The Cello Becomes Cool

PORTLAND CELLO PROJECT
Their repertoire glides from Bach to Beck to Brubeck. And while the Portland Cello Project may ham it up in concert and share a knowing wink as they dig their bows into the theme song to the Super Mario Bros. video game, these talented young hipsters hold each of these composers in high regard. Sure, Bach may be taken down from his pedestal to be played in a jazz club, but he’s handled with care as this rotating line-up of trailblazing cellists allow his brilliance to shine in places better known for bebop and brews. The arrangements for the most part are dark, dense, and richly textured, and the members of the ensemble complement each other by varying their attack or harmonizing to keep the sound full. Beck. Brubeck. Bach. What’s not to like? Recommended: to e.s., a recent tribute to the late indie-rock songwriter Elliot Smith.

RASPUTINA
Founder Melora Creager’s songs describe burial rites for broken dolls and crushes on stray boys, and her childlike playfulness and dark humor is a hallmark of the music that this alt-cello pioneer makes with Rasputina, a (usually) all-female Goth-rock cello trio. On stage, the Kansas-born musician wears corsets and bloomers. She’s recorded solo, and collaborated with shock-rocker Marilyn Manson, and when Nirvana needed a touring cellist for 1994’s In Utero European tour, the grunge band tapped Creager. Recommended: Thanks for the Ether, Rasputina’s 1996 major-label debut.

BEN SOLEE
Raised on the back porches of Kentucky, this classically trained cellist teamed with the 18-piece Texas-based Baroque orchestra Mother Falcon to reimagine Daft Punk’s hit single “Lose Yourself to Dance.” He has released three critically acclaimed albums, including Dear Companion, a collaboration with guitarist Daniel Martin Moore, to help raise awareness of mountaintop removal. That title was produced by Jim James of My Morning Jacket. His cello arrangements can be heard on James’ Regions of Light and Sounds of God and My Morning Jacket’s Circuital. Recommended: Dear Companion, hailed by the All Music Guide as “a warm, acoustic tribute to the American South.”

MATT TURNER
His sometimes strident improvisational recordings, like those heard on 1997’s The Mouse That Roared and 2005’s Dada Ear Link, can prove challenging to the listener. But then Matt Turner went and released the nostalgic instrumental album Cabin Home, featuring the traditional ballad “Peace Like a River,” the gospel hymn “Precious Lord,” and Paul Simon’s “Bridge Over Troubled Water.” His masterwork, though, is 2008’s The Voices That Are Gone: The Music of Stephen Foster, an evocative collaboration with jazz pianist Bill Carrothers and his wife, the fabulous vocalist Peg Carrothers. It’s one of the best chamber-jazz recordings of the past decade. The depth of Turner’s playing on that album is extraordinary—he has the mark of a great jazz player in the way he probes a song’s structure while crafting interpretations that reveal something new with each repeated listening. Recommended: The Voices That Are Gone: The Music of Stephen Foster.

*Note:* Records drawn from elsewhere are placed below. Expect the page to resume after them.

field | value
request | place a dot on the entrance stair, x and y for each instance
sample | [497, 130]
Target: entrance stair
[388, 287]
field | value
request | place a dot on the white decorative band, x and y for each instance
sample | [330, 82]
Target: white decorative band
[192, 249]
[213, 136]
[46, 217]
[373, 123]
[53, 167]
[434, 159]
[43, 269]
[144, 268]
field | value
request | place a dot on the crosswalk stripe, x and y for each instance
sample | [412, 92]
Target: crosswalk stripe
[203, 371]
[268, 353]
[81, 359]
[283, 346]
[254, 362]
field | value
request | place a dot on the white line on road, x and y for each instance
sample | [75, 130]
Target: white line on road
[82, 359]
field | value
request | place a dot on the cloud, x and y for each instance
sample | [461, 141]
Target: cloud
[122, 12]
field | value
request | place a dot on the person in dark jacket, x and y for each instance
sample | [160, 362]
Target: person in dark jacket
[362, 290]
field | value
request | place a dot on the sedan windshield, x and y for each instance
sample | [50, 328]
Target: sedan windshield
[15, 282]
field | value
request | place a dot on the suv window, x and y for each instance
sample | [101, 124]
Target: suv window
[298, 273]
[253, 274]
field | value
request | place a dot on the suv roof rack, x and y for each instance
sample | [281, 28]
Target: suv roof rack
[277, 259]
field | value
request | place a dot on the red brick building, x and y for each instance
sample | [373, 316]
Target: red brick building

12 CELLISTS OF THE BERLIN PHILHARMONIC
The sound of a dozen world-class, classically trained cellists caressing the sweet melody of Herman Hupfeld’s movie classic “As Time Goes By” or the passion of Debussy’s “Claire de Lune” or the bluesy jazz of Thelonious Monk’s “’Round Midnight” is irresistible. The 12 Cellists of the Berlin Philharmonic—led by Ludwig Quandt, co-principal cellist of the Berlin Philharmonic since 1993—are a cello section that also performs and records independently of the orchestra. The ensemble transcends the saccharine sound often heard in classical-pop recordings. Recommended: Fleur de Paris.

The Cello Becomes Cool

2CELLOS
Featuring Stjepan Hauser and Luka Sulic, this Croatian cello duo first made waves when their rambunctious 2011 video performance of Michael Jackson’s 1987 pop hit “Smooth Criminal” garnered three million YouTube views in two weeks, landing them on the radar screens of Elton John, Ellen DeGeneres, and Sony Masterworks. The classically trained duo soon began mining the pop and rock catalogs for gems they could arrange for two cellos, infusing the songs with a passion that often makes the originals sound tepid by comparison. The new album, Celloverse, opens with an overture that blends Rossini’s William Tell Overture with Iron Maiden’s “The Trooper.” Recommended: Celloverse.